The thing is, without knowing you & him & the relationship, it's difficult to say, but I do wonder if he might be a bit possessive, if he wants your attention all the time. Long-term this could change as he becomes less besotted and more realistic, but, alternatively, it could become a real problem.

Everyone has good and bad days. Everyone can be harsh if they are going through a rough time.

You say:

Quote:
he's been a bit more harsh
he sometimes criticizes me ... boring, and so on
he says things that hurt me
he thinks I might be bipolar
he also doesn't like me being grumpy

So what is his problem?
He's explained that saying things he doesn't mean is a habit of his
it really upsets me at times
I sometimes feel like I say sorry and the pattern of behavior is repeated!

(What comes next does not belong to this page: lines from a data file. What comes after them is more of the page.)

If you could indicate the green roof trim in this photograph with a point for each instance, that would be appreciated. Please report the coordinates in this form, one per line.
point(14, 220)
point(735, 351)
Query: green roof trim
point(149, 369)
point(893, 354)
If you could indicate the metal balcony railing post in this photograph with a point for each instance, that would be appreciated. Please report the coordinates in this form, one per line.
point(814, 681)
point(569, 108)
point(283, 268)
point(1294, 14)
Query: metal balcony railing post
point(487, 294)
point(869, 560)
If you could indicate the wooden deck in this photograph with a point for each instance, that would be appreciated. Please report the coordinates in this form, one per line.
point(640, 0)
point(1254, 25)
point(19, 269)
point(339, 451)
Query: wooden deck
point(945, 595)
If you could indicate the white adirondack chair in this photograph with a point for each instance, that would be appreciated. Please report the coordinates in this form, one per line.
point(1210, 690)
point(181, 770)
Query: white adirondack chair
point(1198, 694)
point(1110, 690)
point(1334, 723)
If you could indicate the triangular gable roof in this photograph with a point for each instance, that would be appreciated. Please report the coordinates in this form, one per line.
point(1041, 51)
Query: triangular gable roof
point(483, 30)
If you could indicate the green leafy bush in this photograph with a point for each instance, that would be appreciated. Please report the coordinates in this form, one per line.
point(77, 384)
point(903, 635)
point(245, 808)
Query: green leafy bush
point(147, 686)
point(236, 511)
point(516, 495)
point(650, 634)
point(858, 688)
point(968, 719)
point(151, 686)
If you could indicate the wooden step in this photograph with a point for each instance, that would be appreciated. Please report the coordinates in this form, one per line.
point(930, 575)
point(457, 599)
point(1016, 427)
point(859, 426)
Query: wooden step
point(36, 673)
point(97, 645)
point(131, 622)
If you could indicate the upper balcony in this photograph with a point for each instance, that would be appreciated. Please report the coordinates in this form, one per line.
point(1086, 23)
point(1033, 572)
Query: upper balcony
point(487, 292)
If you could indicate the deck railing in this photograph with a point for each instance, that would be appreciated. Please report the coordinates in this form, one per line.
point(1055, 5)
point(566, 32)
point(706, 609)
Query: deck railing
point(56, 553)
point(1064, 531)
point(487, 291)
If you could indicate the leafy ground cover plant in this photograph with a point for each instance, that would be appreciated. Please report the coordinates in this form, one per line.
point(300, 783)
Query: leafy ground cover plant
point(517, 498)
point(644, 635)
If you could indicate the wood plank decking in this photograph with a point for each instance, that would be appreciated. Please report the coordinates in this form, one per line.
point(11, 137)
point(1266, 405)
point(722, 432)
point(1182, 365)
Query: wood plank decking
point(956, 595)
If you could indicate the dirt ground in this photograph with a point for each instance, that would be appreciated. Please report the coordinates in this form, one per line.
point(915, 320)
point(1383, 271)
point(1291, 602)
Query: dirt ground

Since you are analyzing anyway, think about these questions:

Is he 'harsh' or is he 'mushy'?

Is he just being a normal person who has good days & bad days, or is this going beyond what you consider acceptable?

Why are you apologising when he is being harsh?
Or is it a two-way thing?

Does he expect you to respond to him as he wants you to, and only as he wants you to ~ or do you expect him to respond to you as you want him to, and only as you want him to?

How might he describe you & the relationship.

Quote:
Is this normal in a relationship or is he just a bad boyfriend?

If you need to ask this sort of question, I'm not sure that you are ready for embarking on a life-long settled relationship like marriage.

In my opinion, if you even think that he might be 'bad', you shouldn't be making commitments to him. He may be fantastic or he may not, but you don't sound ready for this. However, that is just my opinion, and it may just be a case of nerves on your behalf. If you could calm down, stop reading about love. and just get on with living your own life & loving your own man, then all may be well.

Quote:
I know that I don't it when he gets harsh either so I might be hypocritical there...

Please could you explain this?

You say:
Quote:
I'm in a very confusing relationship

Loving relationships should not be confusing.
May I suggest relationship counselling.

Something isn't quite right here, Dagny. I'm not sure if it concerns him or you, but I think that you need help ~ otherwise you wouldn't be seeking help on this forum and in books.

In my opinion, looking for answers in books isn't the best way in this situation. I'm not against books. I'm not saying that you shouldn't read up on this, but I do think that you need more 'real' input.

Good luck! smile


"The secret of success is constancy to purpose" - Benjamin Disraeli.